Estamos quase a terminar este ano.

O que aí vem vai ser – dizem muitos… –  um ano complicado.

Quem vai estar à frente dos nossos destinos vai ter trabalho árduo e difícil, para gerir a crise que se instalou.

E como se chegou aqui é coisa que muitos perguntam e querem saber, mas a que poucos conseguem (ou querem) responder.

Chegou-se aqui por várias razões, nacionais e internacionais (lá vem a palavra “conjuntura”, que sempre se aplica nestas alturas) – mas também porque muitos de nós voltámos as costas, assobiámos para o ar, não era nada connosco.

Aqui há uns tempos lembro-me de ter visto na televisão (e, evidentemente, na net) uma reportagem espantosa: a jornalista inquiria jovens universitários portugueses sobre questões de cultura geral – e as respostas eram de bradar aos céus.  Quem escreveu os “Maias” (“é pá… não me vem o nome, morreu há pouco tempo…”), quem é o autor da “Mona Lisa”, “qual a capital dos EUA” (‘’???…Califórnia?…”), “qual a fórmula química da água”, “quem pintou o teto da Capela Sixtina”, “que instrumento toca Maria João Pires”,” quem escreveu “O Evangelho Segundo Jesus Cristo” (“não sou católico…”) – e por aí fora, e os disparates eram de assustar qualquer um.
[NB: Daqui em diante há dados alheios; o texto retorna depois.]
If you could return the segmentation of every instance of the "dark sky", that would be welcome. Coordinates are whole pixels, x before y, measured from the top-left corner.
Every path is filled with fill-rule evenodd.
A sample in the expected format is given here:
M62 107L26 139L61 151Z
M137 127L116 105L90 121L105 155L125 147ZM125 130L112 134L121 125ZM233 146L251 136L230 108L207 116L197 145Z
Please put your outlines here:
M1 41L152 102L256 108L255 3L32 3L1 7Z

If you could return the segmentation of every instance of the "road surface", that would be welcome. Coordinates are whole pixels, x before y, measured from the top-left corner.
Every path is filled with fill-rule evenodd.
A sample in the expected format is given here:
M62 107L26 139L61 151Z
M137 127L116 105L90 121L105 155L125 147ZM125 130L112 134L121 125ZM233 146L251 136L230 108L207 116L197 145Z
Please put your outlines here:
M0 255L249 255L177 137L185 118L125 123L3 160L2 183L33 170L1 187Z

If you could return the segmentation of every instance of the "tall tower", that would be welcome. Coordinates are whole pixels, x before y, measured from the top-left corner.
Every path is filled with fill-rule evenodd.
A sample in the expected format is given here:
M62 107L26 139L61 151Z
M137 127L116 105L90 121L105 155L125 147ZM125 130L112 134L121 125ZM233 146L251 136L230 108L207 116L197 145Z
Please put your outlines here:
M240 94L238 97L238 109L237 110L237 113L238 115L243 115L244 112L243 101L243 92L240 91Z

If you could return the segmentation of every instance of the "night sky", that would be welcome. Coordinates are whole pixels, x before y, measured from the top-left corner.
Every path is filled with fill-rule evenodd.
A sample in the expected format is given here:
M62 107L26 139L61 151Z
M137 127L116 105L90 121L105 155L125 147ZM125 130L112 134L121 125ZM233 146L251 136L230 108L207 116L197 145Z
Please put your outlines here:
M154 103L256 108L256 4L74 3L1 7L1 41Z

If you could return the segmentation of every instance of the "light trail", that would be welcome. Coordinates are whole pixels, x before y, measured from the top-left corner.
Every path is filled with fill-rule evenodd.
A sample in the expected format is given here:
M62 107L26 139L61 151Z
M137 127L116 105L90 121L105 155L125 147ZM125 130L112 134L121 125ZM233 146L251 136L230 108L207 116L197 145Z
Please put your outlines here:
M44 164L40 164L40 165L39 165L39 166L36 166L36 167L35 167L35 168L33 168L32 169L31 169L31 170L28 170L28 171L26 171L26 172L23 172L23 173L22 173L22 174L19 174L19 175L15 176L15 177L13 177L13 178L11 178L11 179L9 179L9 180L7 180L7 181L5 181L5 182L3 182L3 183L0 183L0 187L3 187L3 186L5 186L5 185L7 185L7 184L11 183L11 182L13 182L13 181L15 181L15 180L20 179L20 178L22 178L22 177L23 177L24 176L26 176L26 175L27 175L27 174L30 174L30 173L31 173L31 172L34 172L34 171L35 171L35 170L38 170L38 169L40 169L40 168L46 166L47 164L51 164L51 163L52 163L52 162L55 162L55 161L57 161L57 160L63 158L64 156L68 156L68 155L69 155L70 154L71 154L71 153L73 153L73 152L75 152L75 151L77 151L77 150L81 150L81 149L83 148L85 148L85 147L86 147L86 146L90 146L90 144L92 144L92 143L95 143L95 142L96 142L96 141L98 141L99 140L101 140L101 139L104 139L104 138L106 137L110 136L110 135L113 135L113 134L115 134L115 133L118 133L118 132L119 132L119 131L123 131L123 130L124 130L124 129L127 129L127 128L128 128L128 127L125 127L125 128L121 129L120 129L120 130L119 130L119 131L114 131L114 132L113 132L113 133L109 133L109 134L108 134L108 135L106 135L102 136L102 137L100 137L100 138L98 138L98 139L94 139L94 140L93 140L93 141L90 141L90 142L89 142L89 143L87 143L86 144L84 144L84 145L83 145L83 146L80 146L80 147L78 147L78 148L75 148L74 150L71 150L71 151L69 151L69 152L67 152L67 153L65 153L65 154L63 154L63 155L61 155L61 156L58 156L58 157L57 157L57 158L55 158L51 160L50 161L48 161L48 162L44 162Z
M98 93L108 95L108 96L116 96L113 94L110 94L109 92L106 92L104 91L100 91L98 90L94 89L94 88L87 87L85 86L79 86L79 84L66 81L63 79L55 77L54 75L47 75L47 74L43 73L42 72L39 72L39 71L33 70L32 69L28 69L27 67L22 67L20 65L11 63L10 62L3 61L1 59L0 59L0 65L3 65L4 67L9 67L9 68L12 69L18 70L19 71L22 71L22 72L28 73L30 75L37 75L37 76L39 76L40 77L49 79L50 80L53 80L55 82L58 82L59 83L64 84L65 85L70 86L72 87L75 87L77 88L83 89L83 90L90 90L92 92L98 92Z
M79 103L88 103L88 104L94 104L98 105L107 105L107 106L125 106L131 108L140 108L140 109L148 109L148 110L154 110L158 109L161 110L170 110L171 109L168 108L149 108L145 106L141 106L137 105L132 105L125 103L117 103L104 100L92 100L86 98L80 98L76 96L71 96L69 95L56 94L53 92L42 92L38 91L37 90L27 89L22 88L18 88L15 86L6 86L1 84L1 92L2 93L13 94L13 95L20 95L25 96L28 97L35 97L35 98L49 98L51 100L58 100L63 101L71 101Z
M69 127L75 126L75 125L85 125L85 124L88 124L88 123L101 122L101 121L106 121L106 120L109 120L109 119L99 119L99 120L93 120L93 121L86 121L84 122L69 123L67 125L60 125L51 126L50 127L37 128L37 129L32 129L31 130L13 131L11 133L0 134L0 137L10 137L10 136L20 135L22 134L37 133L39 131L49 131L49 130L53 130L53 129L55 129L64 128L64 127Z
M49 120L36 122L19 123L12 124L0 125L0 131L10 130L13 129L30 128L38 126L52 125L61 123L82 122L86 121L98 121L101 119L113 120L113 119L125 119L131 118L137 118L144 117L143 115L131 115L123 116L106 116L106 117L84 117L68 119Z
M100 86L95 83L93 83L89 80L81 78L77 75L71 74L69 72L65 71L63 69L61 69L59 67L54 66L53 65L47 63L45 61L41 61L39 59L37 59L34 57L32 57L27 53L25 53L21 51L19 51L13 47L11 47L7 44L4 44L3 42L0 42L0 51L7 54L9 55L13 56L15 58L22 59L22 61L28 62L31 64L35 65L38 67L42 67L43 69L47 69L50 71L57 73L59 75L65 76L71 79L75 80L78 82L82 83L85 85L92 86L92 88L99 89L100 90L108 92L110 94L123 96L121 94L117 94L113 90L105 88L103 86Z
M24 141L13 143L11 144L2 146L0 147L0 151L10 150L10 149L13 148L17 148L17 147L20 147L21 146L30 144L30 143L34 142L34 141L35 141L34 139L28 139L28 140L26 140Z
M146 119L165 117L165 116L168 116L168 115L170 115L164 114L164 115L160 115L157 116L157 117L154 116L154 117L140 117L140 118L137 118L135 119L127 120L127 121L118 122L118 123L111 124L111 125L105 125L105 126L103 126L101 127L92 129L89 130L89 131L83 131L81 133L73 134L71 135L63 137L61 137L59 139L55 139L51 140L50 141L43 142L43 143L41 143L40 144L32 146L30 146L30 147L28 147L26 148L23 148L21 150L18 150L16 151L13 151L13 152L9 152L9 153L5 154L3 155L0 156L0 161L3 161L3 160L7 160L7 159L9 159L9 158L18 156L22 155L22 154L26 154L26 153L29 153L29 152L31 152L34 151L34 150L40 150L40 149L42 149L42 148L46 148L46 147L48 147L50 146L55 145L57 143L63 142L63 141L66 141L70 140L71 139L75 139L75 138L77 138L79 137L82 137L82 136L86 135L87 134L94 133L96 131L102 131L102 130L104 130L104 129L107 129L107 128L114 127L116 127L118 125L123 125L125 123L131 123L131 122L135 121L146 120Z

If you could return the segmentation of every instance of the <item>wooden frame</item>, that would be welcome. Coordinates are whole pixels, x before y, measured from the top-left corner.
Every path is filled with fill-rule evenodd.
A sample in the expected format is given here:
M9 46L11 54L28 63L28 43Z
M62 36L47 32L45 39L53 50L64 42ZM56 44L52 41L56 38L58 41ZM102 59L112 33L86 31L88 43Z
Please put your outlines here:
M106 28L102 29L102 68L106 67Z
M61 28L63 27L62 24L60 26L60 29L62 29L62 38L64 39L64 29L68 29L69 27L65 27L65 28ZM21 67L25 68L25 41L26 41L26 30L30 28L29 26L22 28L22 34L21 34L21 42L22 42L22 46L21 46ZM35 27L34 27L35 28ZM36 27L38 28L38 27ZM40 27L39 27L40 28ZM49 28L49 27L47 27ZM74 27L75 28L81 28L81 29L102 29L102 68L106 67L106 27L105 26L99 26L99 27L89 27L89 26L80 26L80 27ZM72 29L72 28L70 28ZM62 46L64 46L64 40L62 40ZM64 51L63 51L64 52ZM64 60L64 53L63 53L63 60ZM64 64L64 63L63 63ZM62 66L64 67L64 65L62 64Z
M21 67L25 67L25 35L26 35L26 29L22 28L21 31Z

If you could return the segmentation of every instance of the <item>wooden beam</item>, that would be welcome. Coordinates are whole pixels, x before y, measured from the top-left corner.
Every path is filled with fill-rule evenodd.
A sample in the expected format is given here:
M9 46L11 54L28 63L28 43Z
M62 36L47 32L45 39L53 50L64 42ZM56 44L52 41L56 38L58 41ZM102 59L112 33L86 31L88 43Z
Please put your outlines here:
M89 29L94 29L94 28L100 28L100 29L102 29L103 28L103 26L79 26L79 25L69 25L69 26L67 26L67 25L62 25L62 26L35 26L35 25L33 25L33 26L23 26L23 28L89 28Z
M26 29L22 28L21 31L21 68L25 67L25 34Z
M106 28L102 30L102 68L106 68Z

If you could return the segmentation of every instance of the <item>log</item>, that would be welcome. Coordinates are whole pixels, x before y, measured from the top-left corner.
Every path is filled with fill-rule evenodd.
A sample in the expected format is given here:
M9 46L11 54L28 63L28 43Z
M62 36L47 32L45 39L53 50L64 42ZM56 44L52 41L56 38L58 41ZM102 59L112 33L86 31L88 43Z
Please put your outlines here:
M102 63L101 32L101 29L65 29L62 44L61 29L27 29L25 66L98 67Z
Claro que houve logo quem dissesse que a culpa era da jornalista, evidentemente, (os jornalistas são sempre os maus da fita…) que se tivesse ido perguntar a outros certamente teria outras respostas, porque aquilo não reflectia o conhecimento dos jovens portugueses, porque diante das câmaras era normalíssimo terem uma “branca”, etc,etc,etc…

Não entro nessas discussões e, se hoje aqui trouxe este assunto, não foi tanto pela ignorância manifestada mas antes pelo contentamento exibido! A malta não sabe, mas a malta é porreira, pá, e para que é que essas coisas servem, não me dirão?

E ainda mais assustador era a frase que fatalmente se seguia a qualquer pergunta de ordem política (“quem é o Presidente da Comissão Europeia?”, “Como se chama a chanceler alemã”, “em que ano foi o 25 de Abril”, etc ) Invariavelmente a resposta era:

“Eu em política não me meto”.

Como se isso fosse um motivo de grande orgulho. Assim como se dissessem “eu não me drogo”.

Acontece que muita gente ainda confunde “fazer política” com “fazer política partidária”. Esta última fará (ou não) quem quiser (ou não).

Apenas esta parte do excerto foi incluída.